Czy można zbłądzić w sześć sekund? [FELIETON]

2021-03-30 07:01:00(ost. akt: 2022-02-23 10:21:40)

Autor zdjęcia: pixabay.com

Bardzo szanuję język polski i tych, którzy go szanują. Tych, którzy popełniają błędy językowe, też szanuję. Ale mnie denerwują. Niemniej jednak — błądzić jest rzeczą ludzką.
W sieci niedawno pojawił się raport stu najczęstszych błędów językowych w internecie. Sorry, taki mamy klimat… Dlatego nietrudno takie błędy znaleźć. Błądzimy w piśmie, w mowie, pewnie też w myśli i uczynku. I pewnie dlatego ktoś stworzył cały zestaw takich byków. Ten ktoś — nazwy marki nie wymienię, choć podpowiem, że produkuje koszulki i skarpetki — wyliczył, że my Polacy, w 2020 roku zrobiliśmy aż 5 192 736 błędów językowych. W sieci, bo to namacalne i policzalne. A robiliśmy to... co 6 sekund. Najczęściej na forach internetowych i w mediach społecznościowych. Tu błędy królują, a prym wiodą „napewno", "wogule", "na prawdę”, „muj”, „wziąść, "narazie" i „jusz”.

PRZECZYTAJ KONIECZNIE: Kobiety na banknoty! [FELIETON]

Kobiety na banknoty! [FELIETON]

I jak to wszystko ogarnąć? Jak nie być Januszem języka polskiego? A no tak, że ta skomplikowana polszczyzna zastawia na nas pułapki. Że ona robi to specjalnie, aby zwykły Kowalski miał pod górkę. Żeby pisał jak słyszy, a mówił, jak mu się wydaje. Pech, że to wchodzi w krew, a z błędem jak z plotką — sto razy powtarzana, staje się prawdą. A za kilka lat pewnie i zwyczajem… Bo jak kropla drąży skałę, tak język może się dostosować. I taki wyraz „wziąść” będzie brany za poprawny. W niektórych kręgach zresztą już tak jest. Pewnie nie bez powodu jakiś czas temu Krystyna Pawłowicz, poseł i prawnik, napisała "wziąść” w jednym z postów. W internecie zawrzało, bo zrobiła byka, dość zresztą pospolitego. A że jest osobą publiczną, a ponadto mającą stopień naukowy, więc tym większe było poruszenie. Bo takie osoby powinny dawać przykład. No i dają poniekąd, bo pani Pawłowicz szła w zaparte, że taka pisownia jest prawidłowa. Tłumaczyła, że „szkoła pruszkowska mówi wziąć, a szkoła polska mówi i pisze wziąść”. No i masz, babo, placek.
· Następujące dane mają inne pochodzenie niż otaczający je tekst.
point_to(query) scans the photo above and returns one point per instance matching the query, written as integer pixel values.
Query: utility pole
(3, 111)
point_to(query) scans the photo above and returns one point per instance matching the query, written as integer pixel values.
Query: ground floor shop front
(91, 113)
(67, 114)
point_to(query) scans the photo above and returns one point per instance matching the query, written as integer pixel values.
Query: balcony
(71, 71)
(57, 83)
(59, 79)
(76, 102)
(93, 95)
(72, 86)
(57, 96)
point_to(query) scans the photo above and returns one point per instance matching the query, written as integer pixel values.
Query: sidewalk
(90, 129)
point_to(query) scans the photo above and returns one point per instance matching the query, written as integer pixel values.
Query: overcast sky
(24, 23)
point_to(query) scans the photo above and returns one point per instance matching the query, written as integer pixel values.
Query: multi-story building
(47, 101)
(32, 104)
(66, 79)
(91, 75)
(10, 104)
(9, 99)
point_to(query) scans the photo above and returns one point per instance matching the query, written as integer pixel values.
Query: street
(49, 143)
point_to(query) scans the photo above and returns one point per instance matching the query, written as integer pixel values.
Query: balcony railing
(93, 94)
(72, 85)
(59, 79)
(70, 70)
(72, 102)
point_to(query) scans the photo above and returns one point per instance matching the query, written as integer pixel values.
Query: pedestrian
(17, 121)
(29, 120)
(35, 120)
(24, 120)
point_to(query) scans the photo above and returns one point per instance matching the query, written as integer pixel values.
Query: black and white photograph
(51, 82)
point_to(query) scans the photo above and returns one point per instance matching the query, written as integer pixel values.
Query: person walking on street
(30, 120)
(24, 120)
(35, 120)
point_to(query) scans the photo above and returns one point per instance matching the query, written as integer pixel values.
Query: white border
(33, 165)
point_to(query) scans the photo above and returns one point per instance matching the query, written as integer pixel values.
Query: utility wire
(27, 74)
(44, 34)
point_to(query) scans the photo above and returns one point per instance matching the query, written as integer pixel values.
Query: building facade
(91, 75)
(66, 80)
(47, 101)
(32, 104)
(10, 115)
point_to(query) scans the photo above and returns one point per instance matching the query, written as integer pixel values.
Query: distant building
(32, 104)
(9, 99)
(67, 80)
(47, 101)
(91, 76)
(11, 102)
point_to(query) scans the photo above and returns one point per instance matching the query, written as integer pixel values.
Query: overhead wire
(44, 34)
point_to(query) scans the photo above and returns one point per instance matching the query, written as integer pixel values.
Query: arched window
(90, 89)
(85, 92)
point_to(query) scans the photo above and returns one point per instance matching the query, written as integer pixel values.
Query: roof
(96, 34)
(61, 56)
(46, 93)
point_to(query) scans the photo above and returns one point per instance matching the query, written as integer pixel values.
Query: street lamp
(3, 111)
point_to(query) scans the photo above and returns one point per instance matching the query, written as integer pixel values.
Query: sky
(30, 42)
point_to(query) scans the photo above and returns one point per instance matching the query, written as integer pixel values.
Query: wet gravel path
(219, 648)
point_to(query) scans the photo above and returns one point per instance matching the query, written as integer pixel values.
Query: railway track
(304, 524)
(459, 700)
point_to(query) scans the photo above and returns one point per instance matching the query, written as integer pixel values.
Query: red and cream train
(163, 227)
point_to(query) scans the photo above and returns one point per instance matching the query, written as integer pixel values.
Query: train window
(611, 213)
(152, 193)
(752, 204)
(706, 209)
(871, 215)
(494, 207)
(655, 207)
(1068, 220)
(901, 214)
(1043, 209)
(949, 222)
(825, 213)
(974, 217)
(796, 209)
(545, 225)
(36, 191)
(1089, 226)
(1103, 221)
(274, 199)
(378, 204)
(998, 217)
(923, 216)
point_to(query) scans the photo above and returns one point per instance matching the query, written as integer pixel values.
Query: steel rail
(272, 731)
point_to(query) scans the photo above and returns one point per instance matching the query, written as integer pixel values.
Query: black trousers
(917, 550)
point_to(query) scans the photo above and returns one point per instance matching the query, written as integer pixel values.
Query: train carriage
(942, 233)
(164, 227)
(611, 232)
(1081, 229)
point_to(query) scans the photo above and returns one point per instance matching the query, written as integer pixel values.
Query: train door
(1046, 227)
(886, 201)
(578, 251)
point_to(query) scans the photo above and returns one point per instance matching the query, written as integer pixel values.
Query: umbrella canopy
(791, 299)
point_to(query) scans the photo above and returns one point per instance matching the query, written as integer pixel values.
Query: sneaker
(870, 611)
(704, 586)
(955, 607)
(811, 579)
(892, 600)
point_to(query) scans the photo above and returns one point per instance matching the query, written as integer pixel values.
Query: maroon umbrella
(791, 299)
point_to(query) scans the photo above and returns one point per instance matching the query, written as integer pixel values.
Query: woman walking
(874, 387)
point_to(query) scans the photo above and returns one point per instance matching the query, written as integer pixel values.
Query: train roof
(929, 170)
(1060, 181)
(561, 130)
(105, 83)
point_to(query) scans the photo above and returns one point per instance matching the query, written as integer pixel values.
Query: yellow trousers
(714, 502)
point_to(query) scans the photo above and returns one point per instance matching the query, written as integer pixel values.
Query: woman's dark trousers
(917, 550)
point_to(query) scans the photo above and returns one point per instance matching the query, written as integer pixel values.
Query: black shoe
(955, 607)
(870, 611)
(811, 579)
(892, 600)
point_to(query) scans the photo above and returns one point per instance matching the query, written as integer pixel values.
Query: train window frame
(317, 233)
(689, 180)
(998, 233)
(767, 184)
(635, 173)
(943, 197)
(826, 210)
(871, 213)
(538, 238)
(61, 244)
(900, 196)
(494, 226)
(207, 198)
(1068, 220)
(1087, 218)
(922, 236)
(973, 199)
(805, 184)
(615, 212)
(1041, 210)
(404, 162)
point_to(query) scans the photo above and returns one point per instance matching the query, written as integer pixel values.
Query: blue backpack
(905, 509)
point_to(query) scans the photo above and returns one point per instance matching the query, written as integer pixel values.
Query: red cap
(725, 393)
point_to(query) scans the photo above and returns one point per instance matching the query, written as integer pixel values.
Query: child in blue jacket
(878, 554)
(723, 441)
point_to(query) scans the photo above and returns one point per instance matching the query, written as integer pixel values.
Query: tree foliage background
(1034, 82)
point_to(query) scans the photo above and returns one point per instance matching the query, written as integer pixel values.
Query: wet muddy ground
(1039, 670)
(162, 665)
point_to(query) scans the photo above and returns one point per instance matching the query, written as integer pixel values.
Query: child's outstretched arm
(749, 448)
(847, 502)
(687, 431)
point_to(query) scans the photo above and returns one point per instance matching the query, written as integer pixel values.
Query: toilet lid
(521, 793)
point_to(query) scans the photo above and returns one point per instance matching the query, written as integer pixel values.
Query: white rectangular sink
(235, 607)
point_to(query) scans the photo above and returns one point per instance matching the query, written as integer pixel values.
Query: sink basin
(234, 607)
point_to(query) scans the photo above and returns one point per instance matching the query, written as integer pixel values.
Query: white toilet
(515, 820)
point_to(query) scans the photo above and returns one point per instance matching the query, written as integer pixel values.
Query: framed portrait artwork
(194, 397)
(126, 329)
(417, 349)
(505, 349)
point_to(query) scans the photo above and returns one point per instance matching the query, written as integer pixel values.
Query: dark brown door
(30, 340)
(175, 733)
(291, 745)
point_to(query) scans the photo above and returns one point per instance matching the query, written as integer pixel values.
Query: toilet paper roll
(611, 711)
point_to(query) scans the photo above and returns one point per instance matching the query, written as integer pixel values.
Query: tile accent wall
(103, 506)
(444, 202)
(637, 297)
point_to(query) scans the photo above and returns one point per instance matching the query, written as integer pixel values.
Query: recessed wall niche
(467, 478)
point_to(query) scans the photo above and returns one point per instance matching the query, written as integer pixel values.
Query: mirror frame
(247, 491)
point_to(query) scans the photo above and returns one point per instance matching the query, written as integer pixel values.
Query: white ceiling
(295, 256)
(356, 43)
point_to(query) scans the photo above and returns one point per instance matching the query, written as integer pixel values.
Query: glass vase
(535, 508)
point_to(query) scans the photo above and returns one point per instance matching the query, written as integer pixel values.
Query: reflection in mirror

Błędów nie ma końca, a nawet początku. Jeszcze wcześniej inny poseł, Piotr Bors, dziękował w mediach społecznościowych „koleżanką i kolegą” za udzielenie wotum zaufania. Jak cię widzą — tak cię piszą? A może piszom? W tym przypadku o szkołę też się otarło. Słowom pana posła przyjrzał się nawet językoznawca i stwierdził, że „chłop mógł się pomylić, bo być może pochodzi z obszaru, gdzie mówi się gwarą, a może po prostu poprawność językowa nie należy do jego mocnych stron”. Po chwili jednak językoznawca uznał, że to błąd „egzotyczny”, bo żadnego wytłumaczenia nie ma. Bo poseł z Łodzi pochodzi i „po ichniemu poprawnie” byłoby pójść na przykład na lampkę wina z „koleżankom i kolegom”. W drugą stronę mylić się nie powinien. Zatem może po prostu słownik w telefonie stwierdził, że tak będzie lepiej podziękować bliskim?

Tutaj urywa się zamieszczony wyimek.